20 stars 7 forks source link

Odd behavior in FixedStackInOrderRNNG #3

Closed ekayen closed 3 years ago

ekayen commented 3 years ago

I have been experimenting with the FixedStackInOrderRNNG and have run into some behavior that is hard to explain. I have found that I can change the input dimension of vocab_mlp() (defined on line 711 of fixed_stack_models.py) to be pretty much anything and the forward pass of the model will run without issue, even if the input to vocab_mlp() has the wrong dimension to act as input to vocab_mlp(). Do you get this behavior as well? Do you happen to know what might cause it?

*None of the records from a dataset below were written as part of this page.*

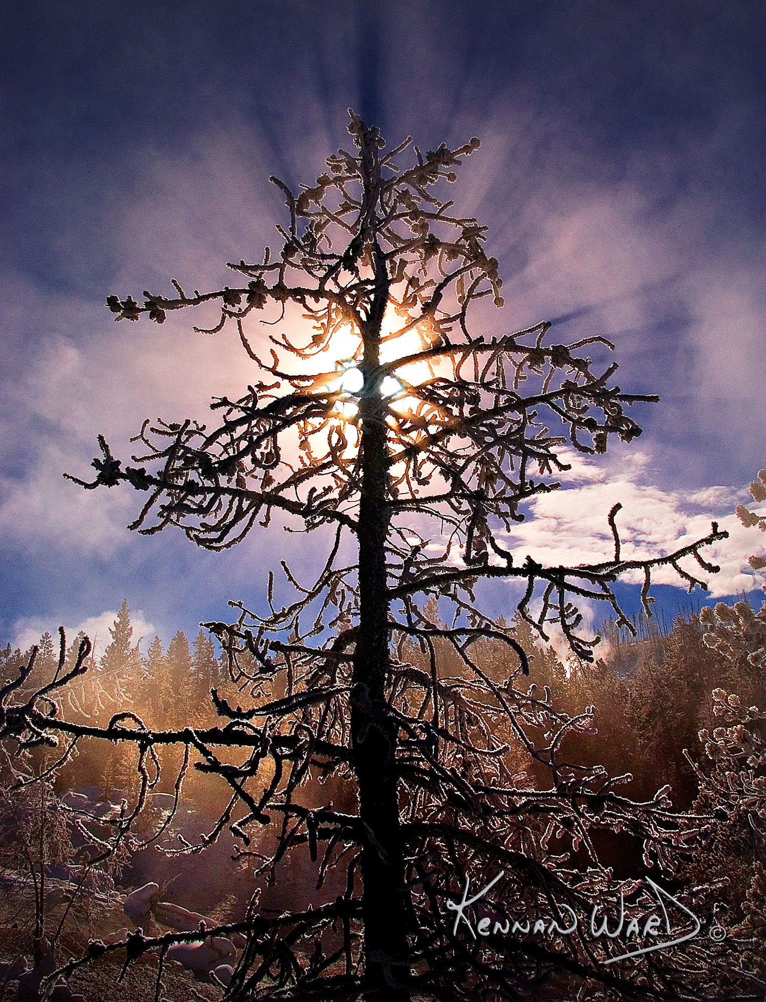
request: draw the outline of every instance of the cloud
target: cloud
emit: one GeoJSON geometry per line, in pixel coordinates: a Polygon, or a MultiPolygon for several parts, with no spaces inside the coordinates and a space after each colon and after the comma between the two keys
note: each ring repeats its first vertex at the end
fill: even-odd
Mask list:
{"type": "MultiPolygon", "coordinates": [[[[87,618],[74,626],[64,625],[67,646],[72,643],[77,633],[81,630],[90,638],[95,656],[100,657],[111,642],[109,629],[114,625],[116,618],[116,609],[106,609],[97,616],[87,616],[87,618]]],[[[130,637],[131,643],[135,646],[136,643],[141,641],[140,646],[145,653],[156,632],[154,626],[145,619],[140,609],[130,611],[130,625],[133,630],[130,637]]],[[[11,645],[18,647],[22,651],[28,650],[32,644],[39,643],[40,637],[45,632],[51,634],[54,645],[56,645],[58,642],[58,623],[52,623],[50,619],[44,616],[28,616],[17,619],[11,627],[14,637],[11,645]]]]}
{"type": "MultiPolygon", "coordinates": [[[[647,464],[645,454],[634,458],[637,466],[647,464]]],[[[709,535],[715,520],[728,531],[729,538],[705,547],[701,555],[708,563],[720,565],[720,572],[707,573],[693,557],[685,557],[680,566],[705,580],[712,598],[759,586],[760,576],[747,560],[763,548],[763,538],[746,529],[732,511],[746,491],[720,486],[691,494],[663,490],[642,484],[639,477],[628,479],[620,470],[605,471],[582,461],[580,478],[589,473],[590,483],[566,485],[533,498],[526,521],[503,534],[516,563],[523,563],[527,554],[546,566],[574,567],[611,559],[615,550],[608,515],[620,502],[623,508],[616,523],[623,559],[655,559],[681,549],[709,535]]],[[[640,584],[643,579],[639,571],[628,571],[621,577],[630,584],[640,584]]],[[[652,579],[655,584],[684,585],[670,566],[657,567],[652,579]]]]}

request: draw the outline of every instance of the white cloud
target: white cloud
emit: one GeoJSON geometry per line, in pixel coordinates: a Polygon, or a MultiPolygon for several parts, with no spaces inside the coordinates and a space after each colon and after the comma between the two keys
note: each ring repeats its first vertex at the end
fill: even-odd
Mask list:
{"type": "MultiPolygon", "coordinates": [[[[514,560],[523,562],[529,554],[547,566],[594,564],[614,556],[614,538],[608,523],[613,505],[622,503],[616,524],[620,530],[623,559],[654,559],[689,545],[710,534],[716,520],[729,538],[705,547],[701,555],[721,571],[709,574],[693,557],[680,565],[695,577],[705,580],[711,597],[750,591],[760,584],[759,575],[749,567],[748,557],[763,548],[763,537],[745,529],[731,509],[741,499],[742,491],[711,487],[692,495],[666,491],[626,479],[620,473],[608,473],[587,461],[581,464],[583,478],[593,471],[593,483],[564,486],[550,494],[541,494],[529,503],[527,520],[507,534],[507,545],[514,560]],[[705,510],[699,512],[699,508],[705,510]],[[711,509],[728,508],[720,515],[711,509]],[[696,509],[696,510],[694,510],[696,509]]],[[[684,585],[672,567],[653,571],[655,584],[684,585]]],[[[629,571],[622,580],[643,582],[643,574],[629,571]]]]}
{"type": "MultiPolygon", "coordinates": [[[[88,616],[74,626],[64,625],[67,646],[71,644],[77,633],[82,630],[90,638],[95,656],[100,657],[111,642],[109,628],[114,625],[116,617],[116,609],[106,609],[97,616],[88,616]]],[[[142,640],[141,649],[145,652],[156,632],[154,626],[144,617],[141,609],[130,610],[130,625],[133,629],[130,638],[131,643],[135,645],[139,640],[142,640]]],[[[27,650],[32,644],[39,642],[43,633],[48,632],[53,637],[55,646],[58,644],[58,627],[59,623],[53,623],[46,616],[30,616],[17,619],[11,627],[14,636],[11,645],[18,647],[22,651],[27,650]]]]}

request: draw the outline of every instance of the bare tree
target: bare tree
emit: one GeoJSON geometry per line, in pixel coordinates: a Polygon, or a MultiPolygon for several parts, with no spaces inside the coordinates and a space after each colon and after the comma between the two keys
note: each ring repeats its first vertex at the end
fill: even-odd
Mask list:
{"type": "MultiPolygon", "coordinates": [[[[556,971],[633,995],[683,994],[694,977],[674,974],[659,953],[641,958],[648,987],[640,989],[633,968],[623,978],[604,966],[610,951],[616,956],[612,941],[453,935],[459,923],[447,903],[469,875],[478,888],[502,870],[496,891],[506,903],[547,908],[563,925],[565,907],[587,914],[613,887],[593,829],[629,831],[644,840],[648,860],[672,867],[704,824],[674,814],[667,790],[637,804],[617,792],[625,777],[568,761],[570,739],[592,727],[593,707],[568,716],[547,691],[521,686],[526,655],[510,626],[476,607],[474,589],[491,579],[520,583],[520,616],[542,638],[557,625],[588,661],[598,637],[584,635],[578,601],[608,603],[630,628],[613,587],[620,574],[643,572],[651,615],[653,569],[671,565],[690,590],[704,587],[681,561],[714,572],[701,550],[726,533],[714,523],[704,539],[665,557],[624,559],[616,505],[605,513],[609,559],[513,561],[507,537],[524,518],[521,506],[557,488],[552,477],[567,468],[559,447],[568,441],[592,455],[606,451],[610,436],[630,442],[641,429],[626,409],[657,398],[624,393],[612,382],[616,364],[600,369],[583,354],[591,345],[613,350],[603,337],[550,345],[547,323],[491,337],[470,332],[479,300],[503,305],[497,261],[482,246],[486,226],[433,192],[455,180],[477,139],[425,156],[415,146],[414,162],[400,169],[395,158],[410,138],[384,155],[379,130],[353,112],[349,132],[355,149],[328,157],[316,185],[295,193],[271,178],[289,225],[278,227],[276,257],[267,247],[260,263],[229,266],[239,284],[189,296],[173,282],[173,298],[107,300],[117,320],[147,314],[156,323],[167,311],[215,304],[220,320],[208,333],[234,325],[260,379],[237,400],[214,401],[221,420],[213,430],[147,421],[136,465],[123,465],[100,438],[96,479],[71,478],[88,489],[130,484],[147,494],[130,528],[177,525],[207,549],[233,546],[275,516],[329,540],[312,583],[283,563],[294,601],[275,599],[270,574],[267,611],[236,602],[236,622],[205,624],[250,705],[232,706],[214,689],[224,725],[157,731],[126,713],[107,728],[70,724],[32,697],[8,702],[0,734],[37,728],[133,741],[136,812],[158,779],[149,768],[154,749],[185,745],[197,769],[231,788],[220,821],[188,852],[230,826],[242,857],[251,854],[262,870],[302,846],[321,861],[320,883],[340,868],[345,891],[321,907],[270,918],[254,905],[246,922],[218,930],[248,936],[227,999],[467,999],[482,986],[517,998],[556,971]],[[300,313],[308,333],[271,335],[264,358],[253,321],[271,305],[278,316],[263,323],[300,313]],[[241,750],[239,765],[222,761],[232,748],[241,750]],[[544,767],[547,787],[525,782],[514,765],[519,749],[544,767]],[[273,779],[259,792],[267,761],[273,779]],[[317,778],[352,782],[358,810],[344,813],[329,799],[310,806],[303,791],[317,778]],[[262,861],[259,827],[275,824],[276,849],[262,861]],[[588,882],[564,866],[578,851],[591,867],[588,882]]],[[[194,938],[136,933],[128,960],[194,938]]]]}

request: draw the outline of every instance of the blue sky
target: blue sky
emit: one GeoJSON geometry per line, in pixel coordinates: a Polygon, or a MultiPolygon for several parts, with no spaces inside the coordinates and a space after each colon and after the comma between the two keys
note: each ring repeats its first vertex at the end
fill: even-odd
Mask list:
{"type": "Polygon", "coordinates": [[[86,475],[99,432],[127,456],[143,418],[202,416],[252,381],[230,336],[182,314],[115,325],[104,298],[225,283],[226,261],[273,243],[269,174],[312,182],[349,143],[349,105],[390,145],[478,135],[450,196],[490,225],[496,329],[605,334],[623,388],[662,397],[517,546],[585,559],[622,500],[645,552],[719,518],[733,534],[714,594],[758,584],[742,568],[762,539],[731,511],[766,466],[761,20],[747,0],[6,8],[3,642],[59,622],[105,634],[123,596],[166,640],[255,601],[270,563],[310,571],[316,554],[278,528],[223,554],[129,533],[136,495],[61,473],[86,475]]]}

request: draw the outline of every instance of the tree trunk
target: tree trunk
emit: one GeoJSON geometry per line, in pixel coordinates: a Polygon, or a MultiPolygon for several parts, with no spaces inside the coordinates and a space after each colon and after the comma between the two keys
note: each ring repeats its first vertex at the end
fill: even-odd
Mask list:
{"type": "MultiPolygon", "coordinates": [[[[377,150],[375,150],[375,154],[377,150]]],[[[375,155],[375,161],[377,156],[375,155]]],[[[377,162],[368,164],[373,173],[377,162]]],[[[370,177],[368,173],[368,177],[370,177]]],[[[374,205],[376,178],[370,177],[374,205]]],[[[375,245],[376,294],[364,324],[365,386],[360,398],[362,491],[359,507],[359,631],[354,655],[351,739],[364,829],[362,882],[367,991],[378,1000],[409,999],[409,907],[399,831],[395,755],[398,728],[388,712],[388,449],[378,387],[380,330],[388,299],[385,259],[375,245]],[[401,987],[400,987],[401,986],[401,987]]]]}

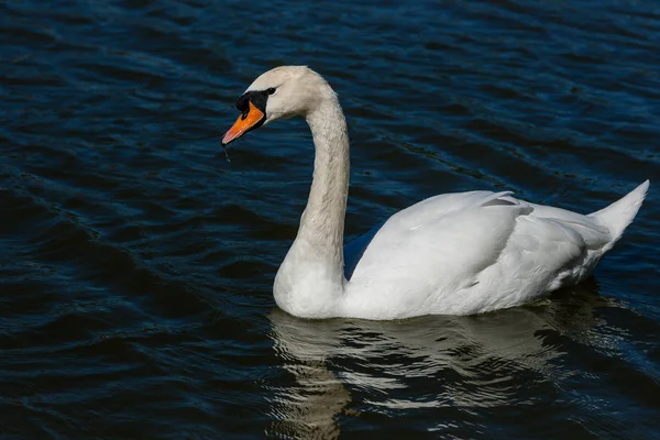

I uncovered this behavior because I was trying to concatenate new features to the text embeddings and the backward pass was consistently giving dimension errors, even though I had verified that the forward pass had correct dimensions everywhere. I still haven't been able to get this modification to the code up and running, and so I'm hoping that if you know why there seems to be no dimension checking in original model in the forward pass, that might give a clue as to why my modifications will not work.

ekayen commented 3 years ago

For concreteness, I have set the input dim of vocab_mlp() to 10:

Linear(in_features=10, out_features=8772, bias=True)

And the input that it takes has dimensions [7752, 105] -- and pytorch doesn't complain.

hiroshinoji commented 3 years ago

That might be due to the input and output embedding tying. https://github.com/aistairc/rnng-pytorch/blob/f30c0ed56949a3a30c50dc9bac16de362bbbdc92/fixed_stack_models.py#L717 This technique of sharing weights is known to improve the performance of LMs (https://openreview.net/forum?id=r1aPbsFle). Here regardless of the original dimension of vocab_mlp, its weights are overwritten by the embedding matrix weights.

I think this feature can be optional, by adding a new bool argument like tie_embeddings and then change this line by

if tie_embeddings:
  self.vocab_mlp.weight = self.emb[0].weight

Then, vocab_mlp and emb are not tied and each would be flexibly changed.

But I think what you intend to do is to extend the input word embeddings, which is self.emb, not vocab_mlp. vocab_mlp is the final output layer giving the output of stack LSTM at each step.

ekayen commented 3 years ago

That seems like it's probably the culprit! Thank you! I will give this a try and see if it fixes the issue.

I have actually been concatenating my featires with self.emb, which caused the odd problems with the backward() pass -- I suspect that switching off embedding tying will fix this, and will update if so! Thanks again!

ekayen commented 3 years ago

That resolved the issue! Thank you again for the input!